Airplane Mode ke Kecamatan Sembilan Warna

  • Bagikan
Oleh: Dahlan Iskan GARA-GARA HP. Saya lebih pilih kereta cepat daripada pesawat kalau lagi di Tiongkok. Di pesawat tidak boleh buka HP. Sepanjang penerbangan. Walau hanya untuk menulis sekali pun. Berarti nganggur. Melamun. Jarang bisa tidur. Pilihan lain membaca: Novel. Tapi tanggung. Untuk penerbangan satu atau dua jam. Tapi kali ini beda. Saat saya lagi di Tiongkok ini. Sekarang ini. Sekarang sudah berubah. Selalu naik pesawat. Ke tujuh kota. Tidak ada lagi yang satu ini:  larangan buka HP. Tidak ada lagi perintah mematikan HP. Pun saat mau take off. Maupun landing. Yang ada hanyalah  pengumuman ini: HP harus disetting ‘airplane mode‘. Fasilitas ‘airplane mode‘ itu ada. Sudah lama. Di semua HP kita. Hanya saja dianggap tidak pernah ada. Seperti tidak ada guna. Memang saat fasilitas itu ‘on‘ berarti tidak bisa menelepon. Tidak bisa bicara. Tapi tetap bisa menerima teks. Mengirim teks. SMS bisa. WeChart bisa. Email bisa. Ketika ketinggian belum menelan sinyal. Saya senang sekali.
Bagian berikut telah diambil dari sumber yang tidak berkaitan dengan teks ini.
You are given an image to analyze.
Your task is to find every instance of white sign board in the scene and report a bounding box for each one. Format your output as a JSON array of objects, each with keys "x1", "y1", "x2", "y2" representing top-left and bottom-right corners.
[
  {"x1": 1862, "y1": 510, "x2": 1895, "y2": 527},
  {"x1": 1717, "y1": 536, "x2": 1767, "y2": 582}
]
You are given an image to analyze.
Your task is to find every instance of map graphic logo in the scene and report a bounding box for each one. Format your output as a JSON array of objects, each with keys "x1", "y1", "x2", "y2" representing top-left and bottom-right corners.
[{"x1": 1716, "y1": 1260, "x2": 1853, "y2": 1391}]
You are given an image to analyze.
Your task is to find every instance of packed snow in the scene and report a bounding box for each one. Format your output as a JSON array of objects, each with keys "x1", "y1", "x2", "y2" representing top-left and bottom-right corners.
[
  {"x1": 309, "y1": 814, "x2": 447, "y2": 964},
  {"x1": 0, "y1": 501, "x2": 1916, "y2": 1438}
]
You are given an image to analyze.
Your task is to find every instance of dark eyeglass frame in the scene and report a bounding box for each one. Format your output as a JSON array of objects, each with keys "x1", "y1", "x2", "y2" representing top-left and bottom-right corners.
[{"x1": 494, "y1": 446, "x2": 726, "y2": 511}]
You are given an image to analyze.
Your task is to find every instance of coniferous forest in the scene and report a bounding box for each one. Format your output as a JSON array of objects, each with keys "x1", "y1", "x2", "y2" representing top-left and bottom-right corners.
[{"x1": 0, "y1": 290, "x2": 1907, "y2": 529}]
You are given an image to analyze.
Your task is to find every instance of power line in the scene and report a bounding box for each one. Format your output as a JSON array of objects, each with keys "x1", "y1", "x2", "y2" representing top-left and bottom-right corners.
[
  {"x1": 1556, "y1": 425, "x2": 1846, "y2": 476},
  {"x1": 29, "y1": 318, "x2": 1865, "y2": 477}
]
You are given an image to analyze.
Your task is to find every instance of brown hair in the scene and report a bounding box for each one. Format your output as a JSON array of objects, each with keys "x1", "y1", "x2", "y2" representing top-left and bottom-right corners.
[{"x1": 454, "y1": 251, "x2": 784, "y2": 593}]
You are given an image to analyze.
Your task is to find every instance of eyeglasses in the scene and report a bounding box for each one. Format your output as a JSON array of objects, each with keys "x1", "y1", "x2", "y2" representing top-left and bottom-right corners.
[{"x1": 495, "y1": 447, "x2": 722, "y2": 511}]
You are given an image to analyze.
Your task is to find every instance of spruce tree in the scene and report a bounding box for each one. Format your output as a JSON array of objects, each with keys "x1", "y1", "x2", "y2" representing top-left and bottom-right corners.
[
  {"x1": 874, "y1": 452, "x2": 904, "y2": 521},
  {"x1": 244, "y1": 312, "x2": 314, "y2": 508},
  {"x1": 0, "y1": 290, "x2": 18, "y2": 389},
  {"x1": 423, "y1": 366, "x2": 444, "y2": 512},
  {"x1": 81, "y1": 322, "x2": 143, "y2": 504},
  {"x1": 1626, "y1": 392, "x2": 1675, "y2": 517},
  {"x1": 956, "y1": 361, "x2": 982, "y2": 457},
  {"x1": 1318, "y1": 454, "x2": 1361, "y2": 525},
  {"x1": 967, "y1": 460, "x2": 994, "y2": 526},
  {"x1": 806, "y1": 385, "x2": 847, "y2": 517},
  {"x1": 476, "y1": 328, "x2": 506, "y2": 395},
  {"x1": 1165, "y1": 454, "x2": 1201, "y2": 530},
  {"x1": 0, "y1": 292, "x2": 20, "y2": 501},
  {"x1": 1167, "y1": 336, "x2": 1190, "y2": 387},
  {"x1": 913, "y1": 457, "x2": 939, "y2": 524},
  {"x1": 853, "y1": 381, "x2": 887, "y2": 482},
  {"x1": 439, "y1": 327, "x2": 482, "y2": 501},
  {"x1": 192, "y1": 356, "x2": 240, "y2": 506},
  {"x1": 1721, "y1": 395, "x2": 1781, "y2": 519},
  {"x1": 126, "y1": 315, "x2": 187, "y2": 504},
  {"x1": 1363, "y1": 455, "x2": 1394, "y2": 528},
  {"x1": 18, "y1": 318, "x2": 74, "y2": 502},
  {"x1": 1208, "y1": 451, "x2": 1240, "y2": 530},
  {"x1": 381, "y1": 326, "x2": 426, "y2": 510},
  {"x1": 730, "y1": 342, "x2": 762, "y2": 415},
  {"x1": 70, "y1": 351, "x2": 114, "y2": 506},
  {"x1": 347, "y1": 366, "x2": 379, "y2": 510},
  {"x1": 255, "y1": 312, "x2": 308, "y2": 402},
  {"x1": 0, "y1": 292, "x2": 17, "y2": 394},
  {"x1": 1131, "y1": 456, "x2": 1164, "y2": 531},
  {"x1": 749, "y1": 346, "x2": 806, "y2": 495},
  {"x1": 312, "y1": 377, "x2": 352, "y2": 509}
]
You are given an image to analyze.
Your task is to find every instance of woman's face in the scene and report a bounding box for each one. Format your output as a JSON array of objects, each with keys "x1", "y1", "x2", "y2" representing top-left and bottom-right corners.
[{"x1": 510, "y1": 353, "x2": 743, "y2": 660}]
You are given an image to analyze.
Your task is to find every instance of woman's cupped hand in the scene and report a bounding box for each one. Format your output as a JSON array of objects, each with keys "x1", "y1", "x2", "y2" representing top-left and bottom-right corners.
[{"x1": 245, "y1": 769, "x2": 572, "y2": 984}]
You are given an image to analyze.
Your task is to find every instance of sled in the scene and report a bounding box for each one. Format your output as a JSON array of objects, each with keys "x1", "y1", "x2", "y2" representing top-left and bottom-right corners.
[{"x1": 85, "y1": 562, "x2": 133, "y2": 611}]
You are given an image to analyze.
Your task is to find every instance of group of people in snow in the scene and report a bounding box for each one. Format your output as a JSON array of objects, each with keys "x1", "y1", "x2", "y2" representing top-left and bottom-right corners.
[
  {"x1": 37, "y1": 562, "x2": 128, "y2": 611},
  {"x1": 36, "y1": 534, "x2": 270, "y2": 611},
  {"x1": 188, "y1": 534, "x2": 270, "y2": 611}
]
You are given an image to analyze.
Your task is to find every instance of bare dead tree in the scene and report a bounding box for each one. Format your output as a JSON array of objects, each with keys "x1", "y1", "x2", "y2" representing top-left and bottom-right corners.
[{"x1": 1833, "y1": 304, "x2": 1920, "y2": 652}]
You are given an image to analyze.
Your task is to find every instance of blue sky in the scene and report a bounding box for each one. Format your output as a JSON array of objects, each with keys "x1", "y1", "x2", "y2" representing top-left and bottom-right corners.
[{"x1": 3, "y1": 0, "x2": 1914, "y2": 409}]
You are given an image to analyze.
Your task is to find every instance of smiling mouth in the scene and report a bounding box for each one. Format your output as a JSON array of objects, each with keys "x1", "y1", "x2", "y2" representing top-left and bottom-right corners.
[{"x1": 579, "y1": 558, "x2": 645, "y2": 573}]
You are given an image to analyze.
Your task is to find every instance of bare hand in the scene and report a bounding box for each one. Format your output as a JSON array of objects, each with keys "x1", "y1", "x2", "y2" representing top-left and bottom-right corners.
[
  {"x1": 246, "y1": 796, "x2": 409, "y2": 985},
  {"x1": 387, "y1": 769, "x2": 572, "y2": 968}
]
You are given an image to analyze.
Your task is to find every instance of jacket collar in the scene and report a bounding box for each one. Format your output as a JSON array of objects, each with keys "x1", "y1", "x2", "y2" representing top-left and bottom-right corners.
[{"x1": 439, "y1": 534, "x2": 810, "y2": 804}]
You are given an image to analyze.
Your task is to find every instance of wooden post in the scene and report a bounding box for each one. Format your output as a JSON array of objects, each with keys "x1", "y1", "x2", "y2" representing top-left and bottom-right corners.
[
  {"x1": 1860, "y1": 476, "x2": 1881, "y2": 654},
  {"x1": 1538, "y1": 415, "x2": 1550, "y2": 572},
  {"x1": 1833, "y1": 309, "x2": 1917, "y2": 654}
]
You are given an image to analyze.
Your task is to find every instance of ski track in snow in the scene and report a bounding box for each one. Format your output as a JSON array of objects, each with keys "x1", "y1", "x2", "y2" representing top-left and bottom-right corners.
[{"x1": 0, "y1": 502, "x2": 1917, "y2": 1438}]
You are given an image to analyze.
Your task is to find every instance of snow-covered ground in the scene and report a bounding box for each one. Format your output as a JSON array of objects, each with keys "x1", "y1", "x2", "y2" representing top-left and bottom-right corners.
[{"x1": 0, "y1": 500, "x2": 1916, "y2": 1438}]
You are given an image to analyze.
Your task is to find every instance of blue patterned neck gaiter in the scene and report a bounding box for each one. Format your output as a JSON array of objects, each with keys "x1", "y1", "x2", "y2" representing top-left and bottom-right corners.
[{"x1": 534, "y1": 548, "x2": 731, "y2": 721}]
Dengan perubahan peraturan ini. “Sudah dua bulan boleh tetap buka HP di pesawat,” ujar seorang pramugari dalam penerbangan dua jam dari Shenzhen ke Chengdu ini. Berarti Tiongkok sudah mengikuti Amerika. Yang sejak lama membolehkan HP terbuka di penerbangan mereka. Dengan HP saya suka membaca rubrik ‘kapten menjawab’. Di salah satu surat kabar terkemuka di Amerika. Banyak sekali pertanyaan di situ. Dari para penumpang pesawat. Yang dijawab oleh pengasuh rubrik itu: seorang pilot senior. Salah satu pertanyaan adalah: mengapa pramugari mengumumkan HP harus dimatikan tapi tidak menegur penumpang yang tetap membuka HP. Jawab sang kapten menarik: Ada UU di Amerika. Bidang penerbangan. Tahun 1960-an. Yang melarang menghidupkan peralatan elektronik. Bisa mengganggu sistem komunikasi pesawat. Tapi itu dulu. Peralatan elektronik sekarang sudah beda. Sudah tidak mengganggu lagi.